The penitent is Marco Lombardo, whom Dante scholars have identified as a minor nobleman from Venice or the nearby regions. We don’t know the story of the sin that landed him in this area of purgatory. But, as many commentators have noted, the circumstances of Marco’s life are irrelevant to Dante because he pretty much uses the man as a stand-in for himself/ mouthpiece of his own political views.
Yes, that’s right, this is a political canto. Well, politico-ethical-theological (excuse my clunky terminology. We don’t all have Dante’s gift for brevity).
The canto revolves around the idea of free will and how it functions in relation to predestination and divine intervention.
According to Marco, humans place far too much importance on “the stars” (by which he intends not astrology but divine will). And far too many take it a step further and use predestination as an excuse for their wrongdoing, acting as if they had no free will.
But we do.
‘The stars initiate your vital moves’, he says, but
‘You have a mind that planets cannot rule or start concern’.
The question of free will and its relationship to sin is one of Dante’s greatest preoccupations. It’s present at the very beginning of the Commedia, when Dante finds himself lost in a dark forest, having lost the right - meaning reasoned or wise - path. And in fact, it’s not a coincidence that the topic comes up here at a time when the poet is “in the dark”.
Darkness here symbolizes the absence of reason. The penitents of the third terrace are expiating the sin of anger, which for Dante is a loss of control over one’s ability to think straight and see things for what they really are. At a linguistic level, in Italian, we say that you are so angry you “see black” (the English equivalent is “seeing red”). So the contrapasso here is that those who have “seen black” due to their anger in life, shall literally see black in death until they’ve made up for their mistake.

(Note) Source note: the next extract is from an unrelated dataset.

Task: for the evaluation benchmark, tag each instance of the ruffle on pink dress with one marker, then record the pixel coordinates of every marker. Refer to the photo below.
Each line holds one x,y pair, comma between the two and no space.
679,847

But the inability to see, as we already saw last week, is an opportunity to reach a clearer, inner vision. And this is definitely the case for Marco, who goes on an impassioned diatribe against the state of modern Italy.
The country needs a king, a pastor, to show people the right path since left to their own devices - their own free will - they seem to make all the wrong choices.
But ever since that land bathed by the rivers Po and Adige (meaning northern Italy), turned against Federico II - you’ll remember him from Inferno as Dante’s favourite candidate for Emperor - the country has essentially gone to shit. Anyone who would blush in speaking to a virtuous man can walk through that land in the safe knowledge that they will not blush once, he says.
This is because the two suns - Church and State - that used to illuminate the right path, have become one in the hands of the greedy Pope (another one of Dante’s political views which you will remember from Inferno).
There remain only three virtuous men in the whole country: Currado da Palazzo, Gherardo da Camino, and Guido da Castello. The first two both happened to have belonged to Dante’s political party, while the third was named “the honest Lombard” by the French for his honesty in dealing with French travelers who passed through Lombardy. Needless to say that although all these men are remembered as generally upstanding members of society, they also happened to have held political views that significantly overlapped with Dante’s.
But this last name Dante says he has not heard of, which Marco takes as a sign of just how corrupt modern society is. The separate threads of sight and sound come together here: Dante’s world is one where the names of virtuous men fall on deaf ears and where anger has blinded men pushing them further away from the narrow path.
Speaking of paths, as Marco admonishes Dante for not recognising the name of one of the last few great men, they’ve also arrived at the foot of the next staircase, where the light of an angel awaits.